Review – Dasotomic Secret Wood

John Tron Davidson
February 4, 2019
February 10, 2021

Wooden picks are something of a difficult topic here at Heavy Repping!. I’ve never really got on with them, and though there’s been a few that have made me think twice, as a general rule, I’d choose almost any other material given the option.

But what if the wood isn’t the bit that strikes the strings? My excellent Colombian chum Alejandro at Dasotomic Picks has provided an answer to this question in the form of his Secret Wood series, crafted from an amalgam of wood and Polyester Resin. Easily the thickest plectrums I own by a solid millimetre, these surprisingly light picks are really, really, really ridiculously good-looking, but what do they sound like? How easy is it to play with a plectrum this wide?

The idea that a massive plectrum is any harder to handle than a thin one is common in the field of boutique picks. It’s a bit like the idea of giant necks, the ‘baseball bats’ that players like Jeff Beck are into. In truth, this is as personal a choice as you could imagine – a pal of mine has a Stark Strat build with a neck so huge I could scoop it out and use it as a Timeshare, but he gets around on it brilliantly. Comparatively, huge plectrums serve a purpose other than personal preference. Alejandro hasn’t elected to make enormous picks out of vanity – an injury prevents him from having the required grip strength for normal picks, and larger ones allow players with limited physical dexterity to continue playing. In all honesty, once you’ve spent ten minutes with one of these, the only thing that’s strange is going back to anything under 10mm, so the old saying applies here – don’t knock it til you’ve tried it.

Impeccably finished and insanely striking, this is one of a trio of Secret Woods I got my hands on, and although they’re all different, this is the one I thought I’d share with you today. The tone is strident and eager, weighted towards to the treble end, and as the taper is so extreme, there’s a real pointed nature to the sound. One of the brightest picks I own, I put this down to the sharpness of the point and the abundance of resin, which naturally results in some pretty obvious chirping when playing softly. That being said, it’s ludicrously agile for something that looks so big, and if you’re wanting speed with minimum effort, it’s terrific.

The grip, like anything on the internet, may surprise you. Unfinished wood like this is relatively porous, and as a result, took to my fingers with a keen feel. It felt like it wanted to get stuck right in, even if it didn’t know exactly what we were going to be doing. That’s the overriding feeling of this plectrum – it put me very much in mind of an excited puppy, super jazzed to be involved in whatever was going on. This made it a joy to play with, even if it got a bit carried away sometimes.

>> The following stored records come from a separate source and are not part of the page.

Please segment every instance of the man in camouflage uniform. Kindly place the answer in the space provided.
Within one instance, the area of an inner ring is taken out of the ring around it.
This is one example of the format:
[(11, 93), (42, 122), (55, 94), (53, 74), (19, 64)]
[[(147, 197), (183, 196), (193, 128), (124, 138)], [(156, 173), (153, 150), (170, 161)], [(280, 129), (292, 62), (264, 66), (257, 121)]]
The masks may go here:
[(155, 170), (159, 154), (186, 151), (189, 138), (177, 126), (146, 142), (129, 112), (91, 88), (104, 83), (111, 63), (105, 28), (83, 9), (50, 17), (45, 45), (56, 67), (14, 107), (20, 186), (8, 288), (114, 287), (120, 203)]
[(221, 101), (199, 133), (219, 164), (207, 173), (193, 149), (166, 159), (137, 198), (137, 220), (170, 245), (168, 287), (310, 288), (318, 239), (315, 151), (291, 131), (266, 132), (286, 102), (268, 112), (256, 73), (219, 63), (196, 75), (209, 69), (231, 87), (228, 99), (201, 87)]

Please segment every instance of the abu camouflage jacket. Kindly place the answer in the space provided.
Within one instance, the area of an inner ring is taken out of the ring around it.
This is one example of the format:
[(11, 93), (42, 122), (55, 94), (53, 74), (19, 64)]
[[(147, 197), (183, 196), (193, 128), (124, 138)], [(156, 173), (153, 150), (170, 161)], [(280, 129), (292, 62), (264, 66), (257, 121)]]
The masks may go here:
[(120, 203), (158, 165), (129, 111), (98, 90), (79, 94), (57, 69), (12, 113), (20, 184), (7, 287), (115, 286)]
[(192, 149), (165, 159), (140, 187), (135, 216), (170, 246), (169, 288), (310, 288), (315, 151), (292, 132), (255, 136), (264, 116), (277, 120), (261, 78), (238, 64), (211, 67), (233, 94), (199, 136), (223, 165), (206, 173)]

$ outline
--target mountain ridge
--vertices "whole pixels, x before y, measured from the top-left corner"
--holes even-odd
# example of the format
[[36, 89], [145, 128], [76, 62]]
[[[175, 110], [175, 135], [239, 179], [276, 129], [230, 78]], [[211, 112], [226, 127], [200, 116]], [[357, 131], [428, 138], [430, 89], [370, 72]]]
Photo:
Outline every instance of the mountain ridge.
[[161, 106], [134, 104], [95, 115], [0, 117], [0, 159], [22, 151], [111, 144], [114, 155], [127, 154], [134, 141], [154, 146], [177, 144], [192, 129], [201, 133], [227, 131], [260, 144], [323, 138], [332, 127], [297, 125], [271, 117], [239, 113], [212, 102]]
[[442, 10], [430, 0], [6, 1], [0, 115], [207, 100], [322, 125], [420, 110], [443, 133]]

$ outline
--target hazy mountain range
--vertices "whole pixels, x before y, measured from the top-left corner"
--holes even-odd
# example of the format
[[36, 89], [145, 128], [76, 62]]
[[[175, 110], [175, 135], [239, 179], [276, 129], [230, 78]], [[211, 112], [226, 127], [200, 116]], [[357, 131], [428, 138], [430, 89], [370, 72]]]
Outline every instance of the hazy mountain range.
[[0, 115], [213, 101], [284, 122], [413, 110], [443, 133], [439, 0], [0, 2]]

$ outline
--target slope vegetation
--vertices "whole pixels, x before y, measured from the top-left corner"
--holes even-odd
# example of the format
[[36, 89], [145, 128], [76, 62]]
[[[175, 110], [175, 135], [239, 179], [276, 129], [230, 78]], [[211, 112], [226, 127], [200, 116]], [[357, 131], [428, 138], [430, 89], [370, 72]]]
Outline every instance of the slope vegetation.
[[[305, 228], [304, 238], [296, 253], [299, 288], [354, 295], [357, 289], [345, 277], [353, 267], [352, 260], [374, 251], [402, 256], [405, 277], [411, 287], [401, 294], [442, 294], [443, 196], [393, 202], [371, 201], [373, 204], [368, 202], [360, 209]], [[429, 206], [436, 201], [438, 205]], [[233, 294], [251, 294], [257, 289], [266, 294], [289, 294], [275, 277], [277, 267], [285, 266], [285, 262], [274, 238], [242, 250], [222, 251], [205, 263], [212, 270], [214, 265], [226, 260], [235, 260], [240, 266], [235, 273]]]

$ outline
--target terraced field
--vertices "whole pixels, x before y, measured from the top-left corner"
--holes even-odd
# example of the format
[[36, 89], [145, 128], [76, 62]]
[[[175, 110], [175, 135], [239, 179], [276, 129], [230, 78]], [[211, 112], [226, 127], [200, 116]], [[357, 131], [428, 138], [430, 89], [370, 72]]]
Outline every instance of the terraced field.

I love the picks from Dasotomic. I love the stunning looks, the ambition in them, the fact that there’s no distinct models, and all the working as the company takes shape is on show. What will come next is anyone’s guess as Alejandro continues to experiment, but if you’re reading this blog and you’re not excited about that, I don’t know what to tell you. To be making picks like this at such a young age is insane, so even if you don’t fancy a plectrum this thick, I’d encourage you to keep an eye on him.